Data center affinity
Having redundant data centers and zones is the current, de facto architecture for large-scale web companies. APIs that belong to different business units or domains are hosted on the gateway and each business unit can define their workload sharding across multiple data centers. Edge Gateway provides a cache that business units can write into to configure a user, region, or version affinity to the appropriate data center. The gateway would then ensure rerouting the incoming APIs from specific users, devices, or apps by respecting the data center affinity information.
Short-term users bans
Account-level bans are the hammer to deal with malicious actors. For users who are temporarily abusing the system, the gateway provides a central place for preventing API access from specific users for a short period of time. This approach is similar to the data center affinity where the gateway can provide an external cache to store blocked users with a TTL. The fraud and security systems can provide the users, app versions, or other identifiers for blocking.
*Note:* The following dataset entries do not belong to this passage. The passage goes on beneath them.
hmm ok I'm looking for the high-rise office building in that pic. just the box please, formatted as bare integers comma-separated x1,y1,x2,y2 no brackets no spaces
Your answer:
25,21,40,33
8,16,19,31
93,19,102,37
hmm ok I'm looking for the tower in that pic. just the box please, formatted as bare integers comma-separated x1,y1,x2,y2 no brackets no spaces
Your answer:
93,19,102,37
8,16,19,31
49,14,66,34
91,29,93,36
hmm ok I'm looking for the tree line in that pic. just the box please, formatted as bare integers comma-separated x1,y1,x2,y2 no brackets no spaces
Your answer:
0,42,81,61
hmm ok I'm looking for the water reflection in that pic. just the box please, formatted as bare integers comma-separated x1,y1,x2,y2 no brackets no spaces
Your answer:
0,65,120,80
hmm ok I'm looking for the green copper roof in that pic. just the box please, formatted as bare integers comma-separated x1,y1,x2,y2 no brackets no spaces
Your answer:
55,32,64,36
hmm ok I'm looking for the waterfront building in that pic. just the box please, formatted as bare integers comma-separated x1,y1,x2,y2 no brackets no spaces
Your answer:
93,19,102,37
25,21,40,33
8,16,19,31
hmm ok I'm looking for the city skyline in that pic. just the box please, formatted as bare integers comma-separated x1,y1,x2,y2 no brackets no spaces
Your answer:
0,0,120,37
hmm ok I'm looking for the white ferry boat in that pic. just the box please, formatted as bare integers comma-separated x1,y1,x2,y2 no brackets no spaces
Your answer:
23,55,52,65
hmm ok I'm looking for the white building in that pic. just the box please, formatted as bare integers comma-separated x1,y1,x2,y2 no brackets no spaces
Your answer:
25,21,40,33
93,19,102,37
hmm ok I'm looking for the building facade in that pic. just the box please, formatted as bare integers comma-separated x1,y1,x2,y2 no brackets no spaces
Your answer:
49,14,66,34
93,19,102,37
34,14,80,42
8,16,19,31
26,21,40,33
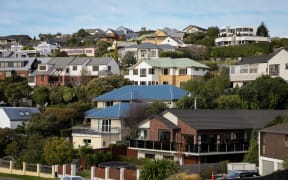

The Edge gateway will ensure enforcement of these short-term bans to protect our users.
Challenges and Lessons
During the development of the gateway, we had to make choices on multiple aspects of the design. Some choices led us to very exciting outcomes while some did not provide the expected return on investment. We will briefly touch on a few of the challenges.
At the time of development of the gateway, our language choices were Go and Java. Our previous generation was in Node.js. While that was a very suitable language for building an IO-heavy gateway layer, we decided to align with the languages supported by the language platform teams at Uber. Go provided significant performance improvements. The lack of generics resulted in a significant amount of generated code during build time to a point where we were hitting the limits of the Go linker. We had to turn off the symbol table and debug information during the binary compilation. Language naming conventions like ID, HTTP, and reserved keywords in Go (but not in Thrift) created failures that exposed the internal implementation details to the end users.
Our gateway’s protocol manager is able to implement multiple protocols. This feature exposed itself to complex compatibility issues, such as the data type mismatch in representing Union, Set, List, and Maps in JSON schema vs Thrift schema. We had to come up with homegrown conventions for that mapping.
As previously stated, user configurations are stored in Git. However, some of these configs are dynamic in nature, like API rate limits. Previously a change there needed code generation and deployment. This is time-consuming, and hence we now store the dynamic portion of user configuration in a config store.
Development of single APIs is easy in the gateway UI, but it becomes harder to manage in developing batch edit flows. This is especially true when Thrift files refer to other Thrift files and the nesting can be arbitrarily deep. Once a user provides the configuration and the build system takes over, surfacing build failures to the UI can get challenging as the build system evolves independently of the UI. It is critical to keep a consistent contract between them to surface errors.
Understanding the payload
Most gateway features can be developed without the need to deserialize the incoming or outgoing payload. Our use case of protocol interoperability forces us to deserialize the payload. This adds to the complexity of the build system and also the performance of the runtime. If the backend and mobile protocol are the same, it might benefit to limit the gateway to access only the protocol verbs and headers without deserializing the body. It however would limit some complex gateway features.